Since officially joining WFDD in the fall of 2007, Eddie recorded or edited audio heard on Triad Arts, Story Corps, Marketplace, Voices & Viewpoints, WFDD News, and many other programs. He then served as the Technical Producer of Triad Arts Weekend, where he assembled the one hour show, recorded the Live in Studio A sessions, and produced Kairoff at the Keyboard.
A lifelong music/film/pop-culture obsessive, it was only a matter of time before he began interviewing artists. Beginning in June 2013 his interview segments with musicians, filmmakers, authors, and more were heard on Triad Arts & Triad Arts Weekend. The Triad Arts Weekend team of David Ford, Bethany Chafin, and Garcia won national Gabriel Awards in the category of Arts-Local Release in 2014 & 2015 for episodes of Triad Arts Weekend. Eddie then took the music & talk to the people with the Winston-Salem Forsyth County Arts Council-partnered project Triad Arts Live.

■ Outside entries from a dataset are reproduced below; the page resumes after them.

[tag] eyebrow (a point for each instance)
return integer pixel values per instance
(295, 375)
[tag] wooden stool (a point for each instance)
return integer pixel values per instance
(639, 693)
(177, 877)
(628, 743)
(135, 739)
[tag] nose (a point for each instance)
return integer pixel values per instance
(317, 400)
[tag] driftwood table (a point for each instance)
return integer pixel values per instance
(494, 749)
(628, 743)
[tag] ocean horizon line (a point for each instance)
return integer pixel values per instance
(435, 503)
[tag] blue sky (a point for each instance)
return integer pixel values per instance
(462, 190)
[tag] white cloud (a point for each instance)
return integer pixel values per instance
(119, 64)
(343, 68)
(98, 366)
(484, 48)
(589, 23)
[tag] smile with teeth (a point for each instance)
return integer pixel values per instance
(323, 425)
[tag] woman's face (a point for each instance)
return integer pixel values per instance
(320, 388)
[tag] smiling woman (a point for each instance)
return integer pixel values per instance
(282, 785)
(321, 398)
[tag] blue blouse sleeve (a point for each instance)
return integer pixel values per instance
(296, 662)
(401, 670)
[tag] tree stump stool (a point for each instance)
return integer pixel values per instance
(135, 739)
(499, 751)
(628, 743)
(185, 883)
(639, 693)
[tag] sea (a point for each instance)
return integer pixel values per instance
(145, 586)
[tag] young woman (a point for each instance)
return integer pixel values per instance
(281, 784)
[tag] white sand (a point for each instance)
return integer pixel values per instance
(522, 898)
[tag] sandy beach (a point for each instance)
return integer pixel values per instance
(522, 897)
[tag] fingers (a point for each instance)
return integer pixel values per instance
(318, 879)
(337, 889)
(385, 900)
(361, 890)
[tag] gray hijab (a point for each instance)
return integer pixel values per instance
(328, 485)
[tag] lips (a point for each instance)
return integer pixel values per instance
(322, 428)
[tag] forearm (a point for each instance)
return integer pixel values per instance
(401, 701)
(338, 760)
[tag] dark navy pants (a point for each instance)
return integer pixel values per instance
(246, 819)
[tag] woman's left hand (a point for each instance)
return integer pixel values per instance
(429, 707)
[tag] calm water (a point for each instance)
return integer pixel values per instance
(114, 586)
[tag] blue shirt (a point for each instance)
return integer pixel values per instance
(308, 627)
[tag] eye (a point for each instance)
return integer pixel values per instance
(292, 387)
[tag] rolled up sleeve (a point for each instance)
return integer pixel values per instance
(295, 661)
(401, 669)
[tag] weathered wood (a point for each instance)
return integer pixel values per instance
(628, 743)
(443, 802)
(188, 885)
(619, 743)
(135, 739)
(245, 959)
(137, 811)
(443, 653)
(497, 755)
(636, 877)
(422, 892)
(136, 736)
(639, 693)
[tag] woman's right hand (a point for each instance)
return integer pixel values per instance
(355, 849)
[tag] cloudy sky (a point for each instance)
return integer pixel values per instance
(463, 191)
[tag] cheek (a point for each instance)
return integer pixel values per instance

Independently Eddie engineered the award-winning Maya Angelou's Black History Month Special from 2011 - 2014. He has also run live sound at The Garage in downtown Winston Salem, engineered events at SECCA, and hosted karaoke (seriously) at Krankies, The Garage, and Single Brothers. He has been seen leading panel discussions & hosting events for Phuzz Phest & RiverRun International Film Festival. He is a BMI-affiliated songwriter, and led the Winston-Salem based band Jews and Catholics for 10 years. His current guitar-driven music project is a "psychedelic-cinematic exploration of chaos and beauty" called 1970s Film Stock. He was also a recipient of a Regional Artist Project Grant in 2014-2015 from The Arts Council of Winston-Salem and Forsyth County.